Why doesn't this function work if I use “[xs]” instead of “xs”?

Question

split :: [a] -> Int -> ([a], [a])
split [xs] n = 
    (take n [xs], drop n [xs])

The same code works if I give the variable as xs

Answer 1

Somehow a lot of people think that [xs] as pattern means that you unify a list with xs. But this is incorrect, since the function signature (either derived implicitly, or stated explicitly) already will prevent you to write code where you call the function with a non-list item.

A list has two constructors:

• the empty list []; and
• the "cons" (h : t) with h the head (first element), and t the tail (a list with the remaining elements).

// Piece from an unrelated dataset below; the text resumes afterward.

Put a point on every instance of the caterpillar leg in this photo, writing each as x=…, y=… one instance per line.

Haskell however introduces some syntactical sugar as well. For example [1] is short for (1:[]), and [1, 4, 2] for (1:(4:(2:[]))).

So that means that if you write [xs], behind the curtains you defined a pattern (xs: []) which thus means you match all lists with exactly one element, and that single element (not the entire list) is then xs.

Anyway, the solution is to use:

split xs n = (take n xs, drop n xs)

Since both take :: Int -> [a] -> [a] and drop :: Int -> [a] -> [a] have in the signature that xs is supposed to be a list, Haskell will derive automatically that n is supposed to be an Int, and xs an [a].

Note that you can use splitAt :: Int -> [a] -> ([a], [a]) as well. We can make the signature equivalent to the one you target with:

split = flip splitAt